FINDING : The existing infrastructure enabled security to be integrated into their development effort. The security team wasn’t properly integrated into the production cycle. A feedback loop was missing between the security teams and the dev teams, and each team had a very different remediation plan.
RECOMMENDATION: Security needed to become more ingrained in the development process. Oteemo recommended that teams should partner with the security team to understand findings, change the engagement to have short but frequent touchpoints, automate security checklists, review and automate portions of the security auditioning, and leverage available security tools to reach regulatory compliance.
Oteemo, Boots on the Ground
After the completion of the DevSecOps assessment, Oteemo launched a pilot program with two development teams. Oteemo implemented the recommendations on a small scale to test adoption with different teams, and encourage other teams to prepare for change and adoption by showing a successful use case. To begin, Oteemo proposed criteria and actively participated in the selection process of two pilot applications to transition to the new development model. The pilot applications and teams were selected to create an upscale message and encourage team members to continue the adaptation process in the rest of the organization. Oteemo took one of the pilot applications and broke the single large team of 30+ people into three smaller teams. Oteemo assisted in changing the organization code to a branching strategy and adapted the way they structure their features and code changes. Changes were tooled around build environments using jenkins and gitlab saas offerings. This exposed a number of security changes, so Oteemo updated the interaction model with security. Oteemo instituted gates that prevented teams from introducing new vulnerabilities. Additionally, Oteemo created regular touchpoints with the security and product team to create a unified goal of security throughout the development process.

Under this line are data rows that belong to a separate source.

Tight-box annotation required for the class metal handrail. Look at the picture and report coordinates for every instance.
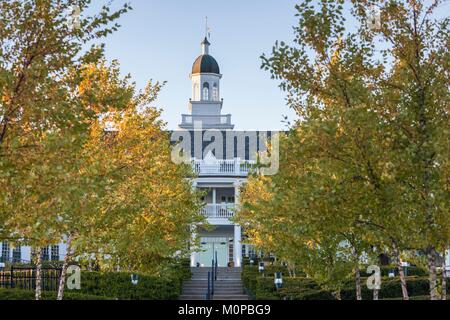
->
[206,251,218,300]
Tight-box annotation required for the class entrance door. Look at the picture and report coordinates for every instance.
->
[199,237,228,267]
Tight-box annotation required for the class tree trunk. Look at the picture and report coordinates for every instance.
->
[373,289,380,300]
[332,290,342,300]
[441,251,447,300]
[392,241,409,300]
[427,248,438,300]
[34,247,42,300]
[56,234,72,300]
[355,266,362,300]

In the end, Oteemo created a new Continuous Integration environment, including secrets detection, code quality analysis, dependency vulnerability scans, static application security testing (SAST), Dynamic Application Security Testing (DAST) and container security scanning. Oteemo also integrated coverage metrics for the tests performed.
The Oteemo team transitioned two teams to the reimagined model, and set a pathway forward for transitioning additional client teams to the new model.
Oteemo completed the transition of two applications and is actively working on four more, two of which are in an advisory role. By the end of 2022, a total of 7 teams will be transitioned to the new model, with an estimated complete portfolio transition by 2024. Oteemo continues to provide support by directly onboarding new development teams into the new model along with providing oversight to teams executing their own onboarding.
Oteemo helped the client modernize their software development practices and achieve tangible benefits. The changes made by the development teams started to be smaller and decoupled from each other, leveraging feature flags. The code review process was restructured and streamlined to save time, and gates were introduced to prevent deploying artifacts that decreased code quality or introduced new important security vulnerabilities.
The infrastructure was bootstrapped with reusable modules across applications, providing the necessary building blocks to quickly provision resources in a consistent manner.
Oteemo worked closely with the security team and the application development team to change the dynamic between the two groups. Security practices shifted left with the introduction of multiple security scans directly within the pipeline. This shortened feedback loops from months to minutes, drastically reducing costs to fix.